Wherein, introducing is defined as: F (X, X ') is the auxiliary function of L (X), if L (X)≤F (X, X '), then when and only As L (X)=F (X, X '), equal sign is set up.
Wherein, the lemma of introducing are as follows: if F is the auxiliary function of L, L is non-increasing in following renewal sequence.
It is as follows for the proof procedure of above-mentioned lemma:
Since F is the auxiliary function of L, L (X(t+1))≤F(X(t+1), X(t)), and due to F (X(t+1), X(t))≤F(X(t), X(t))=L (X), therefore, L (X(t+1))≤L(X(t)), i.e. L is non-increasing in renewal sequence.
Wherein, the theorem of introducing are as follows: if function
For L (U0) auxiliary function, then convex functionU will be converged on0
After introducing formula, lemma and theorem, it can be obtained according to above-mentioned formula, lemma and theorem
Similarly, to the other parameters U of subsequent determinations、Vs、Ws、UtAnd VtConvergence formula convergence proof process with above-mentioned Parameter U0, details are not described herein again.
Based on above content, according to formulaRepeatedly For calculating parameter U0Current iteration valueUntil current iteration valueConvergence, and by convergent current iteration valueMake For parameter U0Convergency value
For above-mentioned determining parameter U0Convergency value mode, specifically:
Firstly, according to parameter U0、Us、Vs、Ws、UtAnd VtDimension at random be parameter U0、Us、Vs、Ws、UtAnd VtChoose one A initial valueWithFor example, if U0For 2 × 2 rank matrixes, then according to U0 Dimension at random be U.Choose an initial valueForDeng.
Secondly, by the initial value of the parameters of selectionWithIt is updated to FormulaIn, first time iteration is obtained by calculation Iterative value
Again, the current iteration value that will be obtainedIt is updated to
In, it is obtained by calculation second repeatedly The iterative value in generationContinue to obtained current iteration valueIt is iterated calculating, until current iteration valueConvergence, this When can be by convergent current iteration valueAs parameter U0Convergency value
(2) parameter U is determinedsConvergency value:
According to above-mentioned determining parameter U0Principle determine parameter UsConvergence formula are as follows:
Wherein, LSFor the coefficient matrix of the field specific topics matrix of source domain.

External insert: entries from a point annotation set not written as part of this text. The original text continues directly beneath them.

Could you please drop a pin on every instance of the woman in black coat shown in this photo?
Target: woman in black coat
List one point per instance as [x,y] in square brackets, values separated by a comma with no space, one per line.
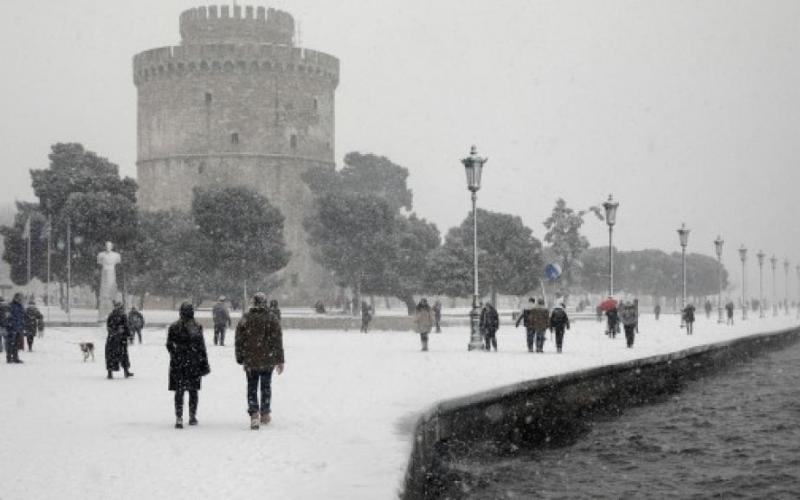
[188,362]
[117,341]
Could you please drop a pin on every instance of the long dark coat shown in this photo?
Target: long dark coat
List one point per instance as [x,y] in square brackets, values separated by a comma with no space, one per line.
[117,340]
[188,360]
[259,340]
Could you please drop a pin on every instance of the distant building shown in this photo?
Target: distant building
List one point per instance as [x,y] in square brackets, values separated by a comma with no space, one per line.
[237,104]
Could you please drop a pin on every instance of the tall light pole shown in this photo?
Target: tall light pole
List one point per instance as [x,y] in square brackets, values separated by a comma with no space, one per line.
[683,234]
[786,285]
[743,256]
[473,166]
[610,207]
[718,247]
[774,261]
[760,256]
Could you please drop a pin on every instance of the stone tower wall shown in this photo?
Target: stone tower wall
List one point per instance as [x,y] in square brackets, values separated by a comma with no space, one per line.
[253,112]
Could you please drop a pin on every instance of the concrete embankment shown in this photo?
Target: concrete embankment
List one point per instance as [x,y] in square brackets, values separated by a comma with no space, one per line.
[556,409]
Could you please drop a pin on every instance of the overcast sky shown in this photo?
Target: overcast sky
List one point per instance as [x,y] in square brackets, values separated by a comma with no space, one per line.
[685,110]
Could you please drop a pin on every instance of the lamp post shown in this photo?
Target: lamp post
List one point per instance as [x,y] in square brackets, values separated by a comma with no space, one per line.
[743,256]
[760,256]
[774,261]
[683,234]
[786,285]
[718,247]
[473,166]
[610,207]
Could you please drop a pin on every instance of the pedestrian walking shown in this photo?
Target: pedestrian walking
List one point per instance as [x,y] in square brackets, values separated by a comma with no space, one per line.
[559,321]
[729,312]
[525,318]
[489,324]
[34,323]
[5,316]
[136,324]
[222,320]
[366,316]
[188,362]
[15,328]
[259,349]
[117,341]
[437,316]
[423,322]
[630,319]
[539,321]
[688,318]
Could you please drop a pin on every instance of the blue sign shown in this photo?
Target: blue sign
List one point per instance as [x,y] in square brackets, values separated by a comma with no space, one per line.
[552,271]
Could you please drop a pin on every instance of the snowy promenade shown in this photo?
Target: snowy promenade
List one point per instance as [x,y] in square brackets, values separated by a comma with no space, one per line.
[343,411]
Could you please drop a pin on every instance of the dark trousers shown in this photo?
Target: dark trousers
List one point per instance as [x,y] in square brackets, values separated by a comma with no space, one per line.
[491,339]
[12,347]
[529,338]
[193,400]
[629,334]
[256,378]
[540,337]
[559,338]
[219,334]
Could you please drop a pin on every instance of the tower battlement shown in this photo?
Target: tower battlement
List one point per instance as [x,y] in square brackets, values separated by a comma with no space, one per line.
[236,24]
[169,62]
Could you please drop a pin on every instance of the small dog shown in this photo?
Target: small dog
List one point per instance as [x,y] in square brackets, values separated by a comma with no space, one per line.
[87,348]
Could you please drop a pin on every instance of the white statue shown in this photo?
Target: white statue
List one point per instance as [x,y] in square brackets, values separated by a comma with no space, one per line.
[108,260]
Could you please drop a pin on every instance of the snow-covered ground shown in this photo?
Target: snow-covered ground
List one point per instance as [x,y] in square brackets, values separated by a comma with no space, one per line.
[343,411]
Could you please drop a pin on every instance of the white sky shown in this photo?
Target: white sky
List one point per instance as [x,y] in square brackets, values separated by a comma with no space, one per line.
[685,110]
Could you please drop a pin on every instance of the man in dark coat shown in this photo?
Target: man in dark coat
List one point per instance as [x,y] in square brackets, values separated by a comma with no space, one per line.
[34,323]
[117,341]
[222,320]
[437,316]
[5,315]
[630,319]
[135,323]
[259,348]
[688,318]
[489,324]
[366,316]
[559,321]
[188,362]
[15,327]
[539,321]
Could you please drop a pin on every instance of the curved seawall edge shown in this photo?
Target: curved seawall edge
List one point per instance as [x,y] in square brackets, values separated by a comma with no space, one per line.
[550,409]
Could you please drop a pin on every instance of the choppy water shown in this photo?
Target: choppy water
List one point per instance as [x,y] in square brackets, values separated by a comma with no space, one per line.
[732,435]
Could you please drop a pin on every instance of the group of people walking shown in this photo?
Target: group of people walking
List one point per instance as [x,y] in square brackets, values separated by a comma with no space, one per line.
[258,348]
[20,324]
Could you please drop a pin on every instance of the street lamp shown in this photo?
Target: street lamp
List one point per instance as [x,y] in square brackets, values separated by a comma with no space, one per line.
[774,261]
[718,247]
[786,285]
[683,234]
[760,256]
[610,207]
[473,166]
[743,256]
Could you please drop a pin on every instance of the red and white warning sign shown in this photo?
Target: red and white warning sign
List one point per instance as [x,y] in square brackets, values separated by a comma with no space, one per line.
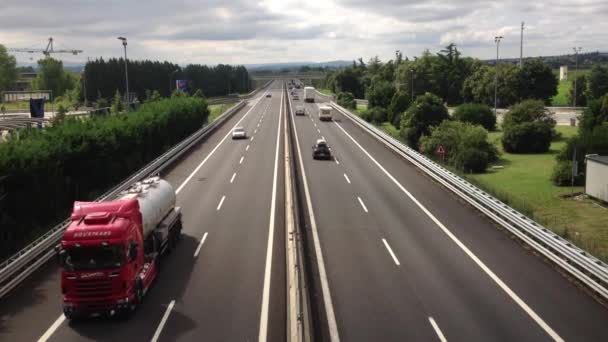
[440,150]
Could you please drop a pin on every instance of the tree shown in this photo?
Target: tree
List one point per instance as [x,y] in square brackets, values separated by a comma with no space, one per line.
[527,137]
[594,115]
[8,69]
[479,86]
[118,104]
[346,100]
[528,128]
[380,93]
[427,111]
[537,81]
[466,145]
[399,104]
[581,87]
[597,82]
[477,114]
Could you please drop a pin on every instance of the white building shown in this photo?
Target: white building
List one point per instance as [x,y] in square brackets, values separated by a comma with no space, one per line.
[563,72]
[596,182]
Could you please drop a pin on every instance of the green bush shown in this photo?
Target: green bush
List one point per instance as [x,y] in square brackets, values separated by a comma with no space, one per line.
[527,137]
[377,115]
[477,114]
[466,146]
[346,100]
[471,160]
[45,171]
[427,111]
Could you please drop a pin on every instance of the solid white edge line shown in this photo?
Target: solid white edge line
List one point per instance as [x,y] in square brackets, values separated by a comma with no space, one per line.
[437,330]
[362,204]
[51,330]
[464,248]
[390,251]
[263,334]
[200,245]
[218,145]
[163,321]
[327,301]
[219,206]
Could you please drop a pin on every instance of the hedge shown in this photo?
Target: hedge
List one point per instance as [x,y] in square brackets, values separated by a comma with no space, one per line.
[42,172]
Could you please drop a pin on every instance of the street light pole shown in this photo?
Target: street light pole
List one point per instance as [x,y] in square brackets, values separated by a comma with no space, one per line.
[497,41]
[412,74]
[124,44]
[576,51]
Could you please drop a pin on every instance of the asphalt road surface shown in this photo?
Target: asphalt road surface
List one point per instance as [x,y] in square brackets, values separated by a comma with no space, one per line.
[212,286]
[405,260]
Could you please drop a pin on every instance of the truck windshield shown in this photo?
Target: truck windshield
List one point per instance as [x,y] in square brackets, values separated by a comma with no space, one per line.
[94,258]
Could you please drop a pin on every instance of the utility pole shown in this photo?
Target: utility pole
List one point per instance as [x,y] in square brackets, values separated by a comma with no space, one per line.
[521,46]
[412,73]
[576,51]
[124,44]
[497,41]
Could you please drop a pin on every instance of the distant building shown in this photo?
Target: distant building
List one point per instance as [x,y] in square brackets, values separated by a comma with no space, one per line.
[563,73]
[24,82]
[596,182]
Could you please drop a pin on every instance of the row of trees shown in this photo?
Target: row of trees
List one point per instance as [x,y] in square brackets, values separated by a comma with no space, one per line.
[103,77]
[43,171]
[447,74]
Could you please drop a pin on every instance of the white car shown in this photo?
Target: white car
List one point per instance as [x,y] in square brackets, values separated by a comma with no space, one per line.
[239,133]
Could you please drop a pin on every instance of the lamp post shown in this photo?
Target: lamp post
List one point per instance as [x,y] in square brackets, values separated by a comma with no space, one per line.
[576,51]
[124,44]
[497,41]
[412,73]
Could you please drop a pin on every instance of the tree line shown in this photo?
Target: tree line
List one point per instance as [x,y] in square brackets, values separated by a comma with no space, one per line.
[413,95]
[103,78]
[42,172]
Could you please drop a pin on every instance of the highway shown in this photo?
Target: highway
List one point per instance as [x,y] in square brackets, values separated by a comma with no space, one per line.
[405,260]
[226,280]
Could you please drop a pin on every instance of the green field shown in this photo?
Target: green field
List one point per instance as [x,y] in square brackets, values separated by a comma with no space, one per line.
[216,110]
[325,91]
[524,182]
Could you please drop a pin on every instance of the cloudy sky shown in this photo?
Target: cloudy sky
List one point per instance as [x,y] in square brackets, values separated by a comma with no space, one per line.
[246,32]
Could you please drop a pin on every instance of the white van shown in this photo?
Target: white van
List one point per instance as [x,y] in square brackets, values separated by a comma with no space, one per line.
[325,113]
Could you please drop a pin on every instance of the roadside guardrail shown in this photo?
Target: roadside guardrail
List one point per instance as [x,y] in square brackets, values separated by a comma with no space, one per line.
[22,264]
[587,269]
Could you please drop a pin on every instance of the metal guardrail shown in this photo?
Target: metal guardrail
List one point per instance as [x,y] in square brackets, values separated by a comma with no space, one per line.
[298,320]
[587,269]
[25,262]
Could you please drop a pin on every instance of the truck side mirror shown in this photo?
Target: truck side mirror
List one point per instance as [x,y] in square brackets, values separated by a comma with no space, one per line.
[132,250]
[60,254]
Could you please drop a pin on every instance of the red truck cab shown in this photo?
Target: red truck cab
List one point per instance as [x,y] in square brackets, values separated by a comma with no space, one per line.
[107,262]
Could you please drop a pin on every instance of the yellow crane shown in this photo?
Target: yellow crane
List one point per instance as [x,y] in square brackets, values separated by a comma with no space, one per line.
[47,51]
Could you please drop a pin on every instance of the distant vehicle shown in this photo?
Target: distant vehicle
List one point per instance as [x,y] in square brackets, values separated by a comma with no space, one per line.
[309,94]
[321,150]
[325,113]
[238,133]
[110,251]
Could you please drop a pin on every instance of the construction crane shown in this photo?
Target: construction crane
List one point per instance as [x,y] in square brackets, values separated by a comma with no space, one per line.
[48,50]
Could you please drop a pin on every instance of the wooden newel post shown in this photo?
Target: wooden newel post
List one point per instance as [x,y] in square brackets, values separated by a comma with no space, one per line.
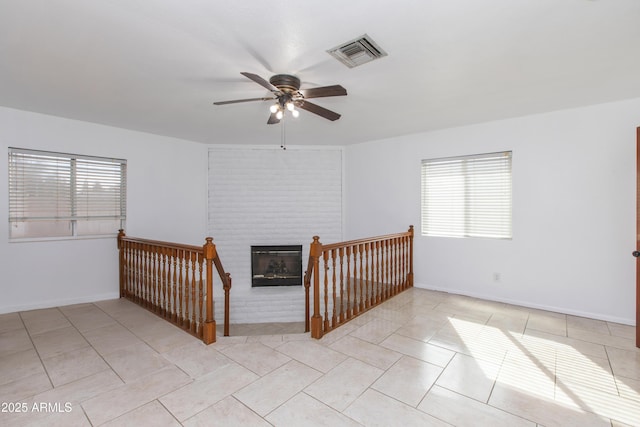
[227,288]
[410,276]
[121,235]
[209,329]
[316,320]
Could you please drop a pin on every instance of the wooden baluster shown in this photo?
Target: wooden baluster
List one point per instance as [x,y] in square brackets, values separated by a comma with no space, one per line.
[125,269]
[172,297]
[411,255]
[356,286]
[361,277]
[395,259]
[178,309]
[132,272]
[379,297]
[392,261]
[387,263]
[201,295]
[184,319]
[152,278]
[193,292]
[342,313]
[325,259]
[367,278]
[349,304]
[136,280]
[147,282]
[372,274]
[404,263]
[334,317]
[163,281]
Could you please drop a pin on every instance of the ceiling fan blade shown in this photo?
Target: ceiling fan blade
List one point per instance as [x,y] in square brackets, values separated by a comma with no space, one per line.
[235,101]
[262,82]
[273,119]
[316,109]
[319,92]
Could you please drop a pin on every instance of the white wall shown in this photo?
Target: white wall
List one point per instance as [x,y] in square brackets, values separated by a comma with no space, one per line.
[270,196]
[166,200]
[574,191]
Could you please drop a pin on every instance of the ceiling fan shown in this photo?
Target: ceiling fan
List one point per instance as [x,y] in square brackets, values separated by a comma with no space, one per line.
[288,95]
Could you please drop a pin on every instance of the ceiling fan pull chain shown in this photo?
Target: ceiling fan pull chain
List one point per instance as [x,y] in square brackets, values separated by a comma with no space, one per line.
[283,140]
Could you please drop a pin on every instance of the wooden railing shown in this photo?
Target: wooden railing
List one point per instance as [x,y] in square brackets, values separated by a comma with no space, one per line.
[174,281]
[351,277]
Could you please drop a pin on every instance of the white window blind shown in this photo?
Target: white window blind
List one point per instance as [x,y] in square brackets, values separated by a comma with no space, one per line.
[61,195]
[467,196]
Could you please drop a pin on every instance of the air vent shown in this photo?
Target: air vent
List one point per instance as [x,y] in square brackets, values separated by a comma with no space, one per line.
[357,52]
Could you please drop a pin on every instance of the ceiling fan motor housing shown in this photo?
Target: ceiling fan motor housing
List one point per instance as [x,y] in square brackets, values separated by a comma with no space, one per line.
[285,82]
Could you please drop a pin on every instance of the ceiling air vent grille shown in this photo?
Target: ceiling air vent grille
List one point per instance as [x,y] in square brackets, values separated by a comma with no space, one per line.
[357,52]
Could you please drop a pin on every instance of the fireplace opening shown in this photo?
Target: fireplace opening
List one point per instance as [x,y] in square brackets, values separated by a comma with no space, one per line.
[276,265]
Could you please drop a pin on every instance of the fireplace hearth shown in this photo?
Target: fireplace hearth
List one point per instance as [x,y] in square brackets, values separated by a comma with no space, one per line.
[276,265]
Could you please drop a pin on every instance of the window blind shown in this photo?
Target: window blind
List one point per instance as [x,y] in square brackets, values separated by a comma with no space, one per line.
[57,194]
[467,196]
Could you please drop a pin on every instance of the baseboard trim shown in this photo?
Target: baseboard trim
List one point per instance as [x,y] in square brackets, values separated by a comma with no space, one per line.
[59,302]
[563,310]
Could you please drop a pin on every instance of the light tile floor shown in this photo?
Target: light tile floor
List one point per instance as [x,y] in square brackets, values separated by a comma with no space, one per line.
[423,358]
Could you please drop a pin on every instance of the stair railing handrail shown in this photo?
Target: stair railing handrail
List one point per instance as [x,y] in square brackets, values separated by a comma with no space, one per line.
[316,323]
[140,265]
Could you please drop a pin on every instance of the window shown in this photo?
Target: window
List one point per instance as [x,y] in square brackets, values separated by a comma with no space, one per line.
[468,196]
[65,195]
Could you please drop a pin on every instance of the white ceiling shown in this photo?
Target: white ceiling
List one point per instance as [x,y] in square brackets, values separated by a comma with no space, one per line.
[157,65]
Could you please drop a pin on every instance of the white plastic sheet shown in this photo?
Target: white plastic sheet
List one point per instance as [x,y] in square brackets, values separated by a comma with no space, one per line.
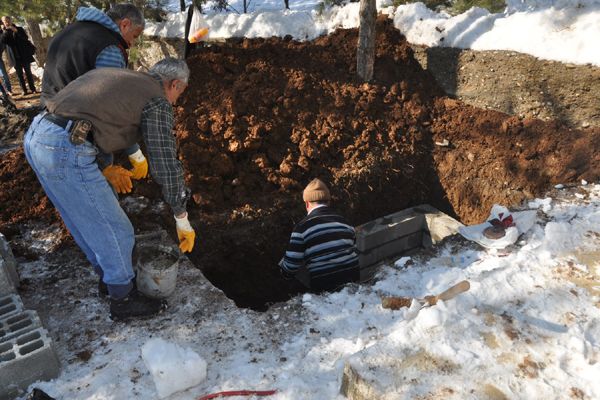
[523,221]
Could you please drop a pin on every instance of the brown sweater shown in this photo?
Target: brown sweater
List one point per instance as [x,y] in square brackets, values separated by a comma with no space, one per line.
[112,99]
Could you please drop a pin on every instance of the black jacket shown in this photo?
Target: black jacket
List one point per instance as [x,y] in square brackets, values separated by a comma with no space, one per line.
[73,52]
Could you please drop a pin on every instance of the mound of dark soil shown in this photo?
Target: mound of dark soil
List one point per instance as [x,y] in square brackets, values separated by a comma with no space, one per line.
[261,118]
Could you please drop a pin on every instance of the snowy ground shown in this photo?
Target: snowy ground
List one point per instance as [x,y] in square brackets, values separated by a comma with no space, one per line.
[560,30]
[528,328]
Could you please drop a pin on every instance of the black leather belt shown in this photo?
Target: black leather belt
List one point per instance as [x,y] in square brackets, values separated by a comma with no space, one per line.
[80,130]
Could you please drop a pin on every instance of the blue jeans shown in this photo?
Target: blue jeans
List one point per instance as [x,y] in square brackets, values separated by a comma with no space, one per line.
[73,182]
[4,75]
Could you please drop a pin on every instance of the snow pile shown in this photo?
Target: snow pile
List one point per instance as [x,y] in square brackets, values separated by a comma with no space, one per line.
[173,368]
[528,327]
[560,30]
[560,34]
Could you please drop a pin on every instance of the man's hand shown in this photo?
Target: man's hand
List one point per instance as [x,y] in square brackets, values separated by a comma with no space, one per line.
[140,165]
[185,233]
[119,178]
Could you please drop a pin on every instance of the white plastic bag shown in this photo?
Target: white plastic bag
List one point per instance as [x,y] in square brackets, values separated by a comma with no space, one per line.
[173,368]
[523,221]
[198,27]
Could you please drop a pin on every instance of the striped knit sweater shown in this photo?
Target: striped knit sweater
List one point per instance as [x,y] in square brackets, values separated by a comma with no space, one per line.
[322,246]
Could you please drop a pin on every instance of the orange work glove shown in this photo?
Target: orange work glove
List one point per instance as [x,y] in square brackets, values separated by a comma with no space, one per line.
[119,178]
[140,165]
[185,233]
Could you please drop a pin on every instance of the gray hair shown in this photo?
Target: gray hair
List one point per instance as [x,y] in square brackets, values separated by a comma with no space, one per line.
[129,11]
[170,69]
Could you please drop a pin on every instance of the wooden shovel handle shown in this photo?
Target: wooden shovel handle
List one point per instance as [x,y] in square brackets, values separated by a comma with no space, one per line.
[457,289]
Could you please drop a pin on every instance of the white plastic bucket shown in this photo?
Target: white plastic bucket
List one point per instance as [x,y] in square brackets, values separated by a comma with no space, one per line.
[157,268]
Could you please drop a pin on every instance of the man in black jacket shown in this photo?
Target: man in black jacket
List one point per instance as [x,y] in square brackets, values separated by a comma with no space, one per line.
[22,51]
[94,40]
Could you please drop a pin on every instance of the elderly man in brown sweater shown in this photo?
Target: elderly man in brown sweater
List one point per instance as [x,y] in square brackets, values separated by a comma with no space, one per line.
[108,110]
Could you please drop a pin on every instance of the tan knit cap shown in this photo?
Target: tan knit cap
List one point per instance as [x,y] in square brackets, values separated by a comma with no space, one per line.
[316,190]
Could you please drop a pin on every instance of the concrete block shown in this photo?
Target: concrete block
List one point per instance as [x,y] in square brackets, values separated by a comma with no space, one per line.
[9,278]
[10,305]
[18,324]
[25,359]
[389,370]
[386,229]
[391,249]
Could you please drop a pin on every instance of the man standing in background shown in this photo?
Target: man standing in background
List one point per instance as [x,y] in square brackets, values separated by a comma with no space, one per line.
[21,52]
[4,78]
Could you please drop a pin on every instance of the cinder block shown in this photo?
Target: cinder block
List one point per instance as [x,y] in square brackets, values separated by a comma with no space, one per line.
[387,229]
[25,359]
[391,249]
[10,305]
[9,278]
[18,324]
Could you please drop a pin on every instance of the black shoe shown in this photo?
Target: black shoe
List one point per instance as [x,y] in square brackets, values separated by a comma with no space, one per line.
[102,288]
[135,305]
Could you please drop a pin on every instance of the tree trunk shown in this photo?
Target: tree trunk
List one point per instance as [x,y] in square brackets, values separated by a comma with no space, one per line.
[365,53]
[38,41]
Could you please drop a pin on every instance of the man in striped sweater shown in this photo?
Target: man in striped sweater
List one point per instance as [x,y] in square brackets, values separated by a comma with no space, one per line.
[321,253]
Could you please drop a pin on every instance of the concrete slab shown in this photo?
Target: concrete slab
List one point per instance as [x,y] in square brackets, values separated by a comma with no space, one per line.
[386,229]
[10,305]
[400,233]
[25,359]
[372,374]
[390,249]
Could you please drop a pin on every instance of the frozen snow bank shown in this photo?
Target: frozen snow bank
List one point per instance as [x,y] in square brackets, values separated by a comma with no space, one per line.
[173,368]
[560,30]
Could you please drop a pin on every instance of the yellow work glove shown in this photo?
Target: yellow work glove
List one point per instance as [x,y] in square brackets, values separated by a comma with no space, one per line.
[140,165]
[119,178]
[185,233]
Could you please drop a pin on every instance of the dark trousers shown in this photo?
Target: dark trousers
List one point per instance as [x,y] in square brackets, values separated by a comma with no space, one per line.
[20,67]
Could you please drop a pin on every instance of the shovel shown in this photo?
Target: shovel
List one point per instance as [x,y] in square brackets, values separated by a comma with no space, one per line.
[396,303]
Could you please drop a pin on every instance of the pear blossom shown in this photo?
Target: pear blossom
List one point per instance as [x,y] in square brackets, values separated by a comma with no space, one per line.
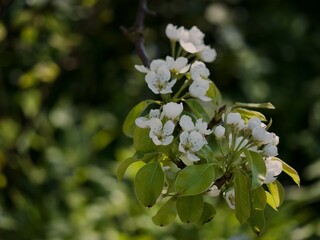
[208,54]
[179,65]
[231,198]
[159,81]
[199,88]
[199,70]
[273,169]
[143,122]
[173,32]
[172,110]
[190,143]
[161,134]
[219,131]
[271,150]
[192,40]
[213,191]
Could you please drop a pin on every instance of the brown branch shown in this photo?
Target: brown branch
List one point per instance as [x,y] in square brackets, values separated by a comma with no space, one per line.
[137,29]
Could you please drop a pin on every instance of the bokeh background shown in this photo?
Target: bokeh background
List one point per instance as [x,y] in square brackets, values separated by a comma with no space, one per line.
[67,82]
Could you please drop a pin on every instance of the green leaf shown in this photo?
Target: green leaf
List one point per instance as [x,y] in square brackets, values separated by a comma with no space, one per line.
[266,105]
[197,109]
[137,157]
[166,214]
[247,114]
[208,213]
[242,195]
[129,123]
[259,199]
[194,179]
[141,140]
[270,201]
[257,221]
[190,208]
[277,192]
[258,167]
[148,183]
[290,171]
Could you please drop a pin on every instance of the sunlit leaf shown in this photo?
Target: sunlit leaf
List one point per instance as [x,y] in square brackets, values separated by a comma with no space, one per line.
[190,208]
[137,157]
[166,214]
[258,168]
[197,109]
[277,192]
[259,199]
[194,179]
[208,213]
[129,123]
[266,105]
[148,183]
[257,221]
[290,171]
[242,195]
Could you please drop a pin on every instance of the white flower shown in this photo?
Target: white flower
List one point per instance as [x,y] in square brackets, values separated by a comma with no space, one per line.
[159,81]
[271,150]
[231,198]
[192,40]
[208,54]
[179,65]
[273,169]
[219,131]
[199,70]
[234,118]
[143,122]
[199,88]
[172,32]
[213,191]
[190,143]
[172,110]
[161,135]
[254,122]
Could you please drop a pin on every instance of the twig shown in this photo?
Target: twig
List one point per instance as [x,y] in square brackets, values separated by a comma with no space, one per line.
[137,29]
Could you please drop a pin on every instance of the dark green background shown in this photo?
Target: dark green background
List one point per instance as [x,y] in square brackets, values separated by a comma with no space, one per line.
[67,82]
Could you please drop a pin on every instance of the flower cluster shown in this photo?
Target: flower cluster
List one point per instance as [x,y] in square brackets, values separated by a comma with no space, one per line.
[193,145]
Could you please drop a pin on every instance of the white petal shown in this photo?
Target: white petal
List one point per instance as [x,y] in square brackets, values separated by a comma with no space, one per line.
[186,123]
[192,157]
[142,68]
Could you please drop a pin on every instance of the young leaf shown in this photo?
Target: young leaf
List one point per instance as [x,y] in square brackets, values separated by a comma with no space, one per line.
[277,192]
[290,171]
[208,213]
[166,214]
[259,199]
[258,168]
[141,140]
[257,221]
[137,157]
[194,179]
[270,201]
[129,123]
[242,195]
[197,109]
[266,105]
[190,208]
[148,183]
[247,114]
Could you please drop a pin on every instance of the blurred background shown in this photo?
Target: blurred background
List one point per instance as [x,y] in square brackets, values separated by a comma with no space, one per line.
[67,82]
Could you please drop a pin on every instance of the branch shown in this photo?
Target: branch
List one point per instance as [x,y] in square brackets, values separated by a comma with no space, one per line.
[137,29]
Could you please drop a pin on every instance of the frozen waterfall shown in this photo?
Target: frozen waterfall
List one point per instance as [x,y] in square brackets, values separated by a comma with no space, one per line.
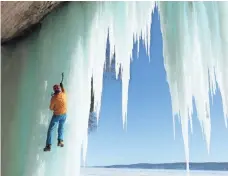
[73,39]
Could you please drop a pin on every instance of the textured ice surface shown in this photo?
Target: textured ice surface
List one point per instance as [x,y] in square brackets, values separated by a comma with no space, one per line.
[195,49]
[73,40]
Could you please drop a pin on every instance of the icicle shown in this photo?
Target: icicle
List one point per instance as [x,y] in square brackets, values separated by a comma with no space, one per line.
[195,49]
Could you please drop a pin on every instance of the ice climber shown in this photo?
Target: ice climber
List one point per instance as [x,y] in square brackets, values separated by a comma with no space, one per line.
[58,105]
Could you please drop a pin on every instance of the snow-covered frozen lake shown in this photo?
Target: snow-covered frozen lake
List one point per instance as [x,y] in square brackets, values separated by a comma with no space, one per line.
[146,172]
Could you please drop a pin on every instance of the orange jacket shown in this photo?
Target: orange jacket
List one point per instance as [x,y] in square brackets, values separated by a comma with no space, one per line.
[58,103]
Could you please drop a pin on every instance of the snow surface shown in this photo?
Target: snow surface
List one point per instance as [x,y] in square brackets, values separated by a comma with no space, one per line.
[146,172]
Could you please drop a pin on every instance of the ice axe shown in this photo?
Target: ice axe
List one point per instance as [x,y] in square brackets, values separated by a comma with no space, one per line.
[62,77]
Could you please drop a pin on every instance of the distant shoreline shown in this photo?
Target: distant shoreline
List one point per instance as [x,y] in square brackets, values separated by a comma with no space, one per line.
[206,166]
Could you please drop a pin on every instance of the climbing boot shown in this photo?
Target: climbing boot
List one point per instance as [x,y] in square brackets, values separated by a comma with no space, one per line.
[60,143]
[47,148]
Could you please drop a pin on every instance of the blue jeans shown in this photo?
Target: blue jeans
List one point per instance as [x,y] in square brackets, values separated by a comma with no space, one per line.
[56,119]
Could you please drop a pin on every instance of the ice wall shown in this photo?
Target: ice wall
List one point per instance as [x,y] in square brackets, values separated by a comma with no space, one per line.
[196,58]
[73,40]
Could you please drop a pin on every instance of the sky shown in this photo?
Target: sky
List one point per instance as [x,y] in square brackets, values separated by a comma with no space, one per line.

According to formulaIterate to calculate parameter UsCurrent iteration valueUntil Current iteration valueConvergence, and by convergent current iteration valueAs parameter UsConvergency value
For above-mentioned determining parameter UsConvergency value mode, specifically:
Firstly, according to parameter U0、Us、Vs、Ws、UtAnd VtDimension at random be parameter U0、Us、Vs、Ws、UtAnd VtChoose one A initial valueWithFor example, if UsFor 2 × 2 rank matrixes, then according to Us Dimension at random be UsChoose an initial valueForDeng.
Secondly, by the initial value of the parameters of selectionWithIt is updated to FormulaIn, the iterative value of first time iteration is obtained by calculation
Again, the current iteration value that will be obtainedIt is updated toIn, pass through meter Calculation obtains the iterative value of second of iterationContinue to obtained current iteration valueIt is iterated calculating, until current change Generation valueConvergence, at this time can be by convergent current iteration valueAs parameter UsConvergency value
(3) parameter V is determinedsConvergency value:
According to above-mentioned determining parameter U0Principle determine parameter VsConvergence formula are as follows:
According to formulaIterate to calculate parameter VsCurrent iteration ValueUntil current iteration valueConvergence, and by convergent current iteration valueConvergency value as parameter Vs
For above-mentioned determining parameter VsConvergency value mode, specifically:
Firstly, according to parameter U0、Us、Vs、Ws、UtAnd VtDimension at random be parameter U0、Us、Vs、Ws、UtAnd VtChoose one A initial valueWithFor example, if VsFor 2 × 2 rank matrixes, then according to VS Dimension at random be VSChoose an initial valueForDeng.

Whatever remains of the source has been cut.